Pendant ce temps, les conflits continuaient à s’élever aussi bien entre les différentes fractions du parti de l’ordre, qu’entre l’Assemblée nationale et Bonaparte. Beaucoup de choses étaient faites pour déplaire à l’Assemblée : Bonaparte, immédiatement après « son coup d’Etat », après la constitution d’un ministère bonapartiste proprement dit, mandait devant lui les invalides de la monarchie, nommés préfets, et faisait de leur agitation inconstitutionnelle en faveur de sa réélection à la présidence la condition de leur maintien dans leur fonction. Carlier célébrait son installation par la fermeture d’un club légitimiste. Bonaparte fondait un journal particulier, le Napoléon, qui confiait au peuple les intentions secrètes du président que ses ministres étaient obligés de démentir à la tribune de la Législative. Bien des choses semblaient peu plaisantes : le maintien insolent du ministère malgré les votes de défiance répétés ; la tentative de se concilier la faveur des sous-officiers par une haute-paie journalière de quatre sous, et la faveur du prolétariat par un plagiat des Mystères d’Eugène Sue, par une banque de prêts sur l’honneur ; l’impudence enfin avec laquelle on faisait proposer par les ministres la déportation à Alger des derniers insurgés de Juin pour frapper « en gros » la Législative d’impopularité, alors que le président conservait sa popularité « en détail » par des grâces isolées. Des paroles menaçantes tombèrent de la bouche de Thiers qui parla de « coups d’État » et de « coups de tête ». La Législative se vengea de Bonaparte en rejetant toute proposition de loi qu’il déposait dans son propre intérêt, en cherchant avec une défiance bruyante si chaque projet qu’il déposait dans l’intérêt général n’avait pas pour effet, en augmentant le pouvoir exécutif, de profiter au pouvoir personnel du prince président. En un mot, l’Assemblée se vengeait par la conspiration du mépris.
Le parti légitimiste, de son côté, voyait avec mécontentement les orléanistes, plus capables, s’emparer de nouveau de presque tous les postes et la centralisation croître alors qu’ils voyaient principalement leur salut dans la décentralisation. C’était réel. La contre-révolution centralisait à l’excès. Elle préparait à l’avance le mécanisme de la révolution. Par le cours forcé accordé aux billets de banque, elle centralisait même l’or et l’argent de la France dans la banque de Paris. Elle créait ainsi au profit de la révolution un trésor de guerre tout fait.

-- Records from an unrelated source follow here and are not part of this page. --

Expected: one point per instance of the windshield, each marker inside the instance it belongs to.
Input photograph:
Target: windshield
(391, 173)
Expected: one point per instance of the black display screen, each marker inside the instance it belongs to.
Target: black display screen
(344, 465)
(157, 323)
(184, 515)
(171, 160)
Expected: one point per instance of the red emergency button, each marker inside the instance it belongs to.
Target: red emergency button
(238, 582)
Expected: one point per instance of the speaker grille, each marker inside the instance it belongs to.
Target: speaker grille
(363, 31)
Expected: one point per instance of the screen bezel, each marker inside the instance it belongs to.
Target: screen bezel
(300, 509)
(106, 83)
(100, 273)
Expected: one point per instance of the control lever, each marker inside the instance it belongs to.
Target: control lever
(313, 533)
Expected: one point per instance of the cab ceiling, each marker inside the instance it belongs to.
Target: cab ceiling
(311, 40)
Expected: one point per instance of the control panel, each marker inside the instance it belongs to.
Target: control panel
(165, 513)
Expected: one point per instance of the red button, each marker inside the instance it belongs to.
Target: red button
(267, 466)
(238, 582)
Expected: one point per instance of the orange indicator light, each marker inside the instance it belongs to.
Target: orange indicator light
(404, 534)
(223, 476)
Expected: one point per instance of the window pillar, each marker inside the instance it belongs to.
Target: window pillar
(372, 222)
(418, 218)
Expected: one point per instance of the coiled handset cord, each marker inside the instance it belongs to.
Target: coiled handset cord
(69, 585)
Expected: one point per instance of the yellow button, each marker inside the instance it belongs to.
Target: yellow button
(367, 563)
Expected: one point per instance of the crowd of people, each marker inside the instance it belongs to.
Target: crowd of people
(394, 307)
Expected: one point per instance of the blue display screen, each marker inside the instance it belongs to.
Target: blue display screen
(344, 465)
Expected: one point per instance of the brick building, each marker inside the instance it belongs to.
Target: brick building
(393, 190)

Les orléanistes, enfin, voyaient avec dépit surnager le principe de la légitimité, le voyaient avec déplaisir s’opposer à leur principe bâtard. Ils se trouvaient à chaque instant humiliés et maltraités parce qu’ils représentaient la mésalliance bourgeoise d’un noble époux.
Nous avons vu peu à pou les paysans, les petits bourgeois, et, en général, toutes les classes moyennes se ranger aux côtés du prolétariat, poussés à se mettre en opposition officielle avec la République officielle, traités par elle en adversaires. Révolte contre la dictature de la bourgeoisie ; nécessité d’une modification de la société ; maintien des institutions républicaines et démocratiques considérées comme les moteurs de cette société ; ralliement autour du prolétariat, la seule puissance révolutionnaire décisive — telles sont les caractéristiques les plus générales de ce qu’on a appelé le parti de la sociale démocratie, le parti de la république rouge. Ce parti de l’anarchie, comme se sont plus à le baptiser ses adversaires, n’est pas moins que le parti de l’ordre une coalition d’intérêts différents. Il part des plus petites réformes apportées au désordre de l’ancienne société et aboutit au bouleversement de l’ancien ordre social ; le libéralisme bourgeois et le terrorisme révolutionnaire sont les lointains extrêmes qui forment le point d’origine et le point terminal du parti de l’ « Anarchie. »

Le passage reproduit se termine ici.